冒頭、「伝説的」なあの出会いがまたもやせかせかと繰り返される。持っていた鞭をぽんと投げたシャーロックの、受け取ったジョンに対する「反射神経がいいからパートナーにぴったりだ」というセリフ(こんな場面は原作に無い)は、観客に向かってこの作品はこんなふうに受け止めてくれと言わんばかりだ。
その後にジョンとメアリーの言い合いを背にバイオリンを弾くシャーロックの(予告にも使われている)「舞台は整った、幕は上がった、そろそろいいだろう(ready to begin)」というセリフは、物語の「ネタばらし」をしているのと同時に、彼が「二人の物語」にはこの「出会い+α」のエピソードが不可欠だと考えていることも明かしている。仕方なく、だからあんなにもせかせかと語られるのだ(笑)
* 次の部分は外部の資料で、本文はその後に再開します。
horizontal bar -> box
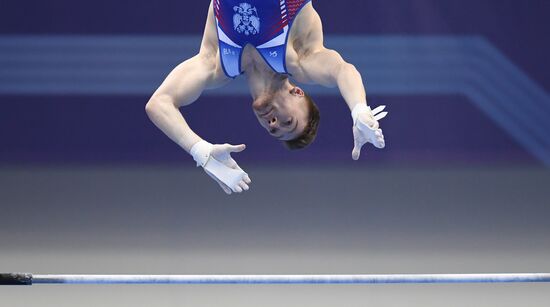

ビクトリアンになった「シャーロック」(こういうのは「本末転倒」と言うのだろうか?笑)に対する興奮はオープニングタイトルで最高潮に。221Bの窓を外から映す画のところに流れる音楽は、グラナダ版(で同じ窓を内から映す画のところ)のテーマ曲の部分に少々似ているように思われた。でもって「Alternatively」で奇妙な冒険が始まる。
理系と文系という分け方は大雑把だけど、理系の冒険が映画「オデッセイ」なら文系の冒険がこの作品。宇宙には全然行きたくない私でもあの旅には出たい(笑)ちなみに「オデッセイ」を見た時、事前に予告が流れたこともあり、これがシャーロックならどうするか、いやでも「天文学の知識はゼロ」だからダメか、などと思ってたので、本作に「自分よりcleverな人」に会うために天文学を勉強する下りがあるのが可笑しかった。


シャーロキアンの中に「事件の発生順」を研究している人も多いということを思うと(それが「お遊び」であっても)このシャーロックが「僕は時を超越している」と言うのはちょっと面白い。いや、このドラマの作り手は「シャーロック・ホームズは時を超越している」と主張するシャーロキアンである、というのがより「正しい」かな(笑)
作中の(再び書くけどシャーロックの「精神の宮殿(mind palace)」内の)ジョンが聞く耳持たずに(笑)付ける「忌まわしき花嫁(原題「The Abominable Bride」)」というタイトルは、原作に登場する「語られざる事件」の一つに由来するそうだけど、この映画のクライマックスはその事件を解決する場面でも何でもなく、「ライヘンバッハの滝」でシャーロックが「そうだ僕にはジョンがいる、彼がいれば落下じゃなく、着地出来るんだ」と気付き、飛翔する場面である。その直前に取ってつけたように「Elementary, my dear Watson」とまで口にするんだから。あの場面の撮影、さぞかし盛り上がったろうなあ。